Lemma 1.6.4 of Analysis Now - Compact Hausdorff Space

Question

1.6.4. Lemma. If $C$ is a compact subset of a Hausdorff topological space $(X, \tau)$, there are for each $x \not \in C$ disjoint open subsets $A$ and $B$ of $X$, such that $C \subset A$ and $x \in B$.

Proof: Since $X$ is a Hausdorff space, there are for each $y$ in $C$ disjoint open sets $A(y)$ and $B(y)$, such that $y \in A(y)$ and $x\in B(y)$. The family $\{A(y) \ \vert \ y \in C \}$ is an open covering of $C$ and has therefore a finite sub covering $A(y_1), A(y_2), ..., A(y_n)$. Set $A = \bigcup A(y_k)$ and $B = \bigcap B(y_k)$.

I want to check that $A$ and $B$ are in fact disjoint.

Therefore, suppose that $A \cap B \neq \emptyset$. Then $$\left( \bigcup_k A(y_k) \right) \cap \left( \bigcap_k B(y_k) \right) \neq \emptyset.$$ I'm confused by the presence of two intersections, and haven't been able to proceed.

Answer 1

The author simply substituted for $A$ and $B$ the definitions of these two sets.
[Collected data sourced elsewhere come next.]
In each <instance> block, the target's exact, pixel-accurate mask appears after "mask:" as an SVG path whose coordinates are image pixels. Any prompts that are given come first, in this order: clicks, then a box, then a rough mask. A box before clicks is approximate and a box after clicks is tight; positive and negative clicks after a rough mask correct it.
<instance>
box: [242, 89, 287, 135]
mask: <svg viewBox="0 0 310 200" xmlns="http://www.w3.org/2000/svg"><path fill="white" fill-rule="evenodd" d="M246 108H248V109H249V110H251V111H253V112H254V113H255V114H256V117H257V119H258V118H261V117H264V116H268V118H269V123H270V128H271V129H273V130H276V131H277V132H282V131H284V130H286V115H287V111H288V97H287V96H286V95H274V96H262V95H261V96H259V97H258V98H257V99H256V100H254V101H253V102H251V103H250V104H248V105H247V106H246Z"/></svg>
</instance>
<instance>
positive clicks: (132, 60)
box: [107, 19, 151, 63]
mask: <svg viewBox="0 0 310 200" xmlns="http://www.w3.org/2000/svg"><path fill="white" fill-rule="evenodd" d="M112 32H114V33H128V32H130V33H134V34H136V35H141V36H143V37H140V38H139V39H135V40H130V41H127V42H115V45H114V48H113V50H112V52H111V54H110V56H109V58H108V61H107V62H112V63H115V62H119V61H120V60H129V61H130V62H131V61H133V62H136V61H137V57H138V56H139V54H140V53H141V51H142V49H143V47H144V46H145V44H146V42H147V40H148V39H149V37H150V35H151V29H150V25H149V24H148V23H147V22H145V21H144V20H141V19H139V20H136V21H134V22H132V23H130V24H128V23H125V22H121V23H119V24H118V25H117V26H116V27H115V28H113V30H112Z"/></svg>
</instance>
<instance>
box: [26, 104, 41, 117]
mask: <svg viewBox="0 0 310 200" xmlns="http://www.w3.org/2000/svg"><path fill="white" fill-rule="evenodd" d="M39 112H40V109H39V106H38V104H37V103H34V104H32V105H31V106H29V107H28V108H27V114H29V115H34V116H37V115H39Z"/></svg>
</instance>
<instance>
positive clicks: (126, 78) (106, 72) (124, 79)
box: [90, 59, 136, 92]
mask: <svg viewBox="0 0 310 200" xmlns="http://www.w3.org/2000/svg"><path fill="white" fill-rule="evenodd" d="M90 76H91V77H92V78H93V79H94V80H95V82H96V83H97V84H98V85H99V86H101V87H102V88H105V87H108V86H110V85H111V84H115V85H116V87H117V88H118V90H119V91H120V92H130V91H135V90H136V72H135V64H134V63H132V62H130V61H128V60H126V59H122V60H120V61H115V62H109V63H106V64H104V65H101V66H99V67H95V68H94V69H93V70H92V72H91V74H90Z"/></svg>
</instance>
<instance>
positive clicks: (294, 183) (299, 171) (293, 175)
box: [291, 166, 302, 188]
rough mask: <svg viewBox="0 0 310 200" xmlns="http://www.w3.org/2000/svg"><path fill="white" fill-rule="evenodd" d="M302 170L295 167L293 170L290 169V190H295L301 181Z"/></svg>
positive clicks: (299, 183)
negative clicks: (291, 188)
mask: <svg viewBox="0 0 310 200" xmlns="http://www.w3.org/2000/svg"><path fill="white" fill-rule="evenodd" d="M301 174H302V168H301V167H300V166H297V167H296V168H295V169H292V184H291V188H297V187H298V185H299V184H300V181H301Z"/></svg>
However, you don’t actually have to write that out; you can argue directly as follows.

If $A\cap B\ne\varnothing$, then there is some $x\in A\cap B$. Then $x\in A=\bigcup_kA(y_k)$, so there is a $k_0$ such that $x\in A(y_{k_0})$. And $x\in B=\bigcap_kB(y_k)$, so $x\in B(y_k)$ for every $k$. In particular, $x\in B(y_{k_0})$. But then $x\in A(y_{k_0})\cap B(y_{k_0})=\varnothing$, which is clearly impossible. This contradiction shows that $A\cap B$ must be empty.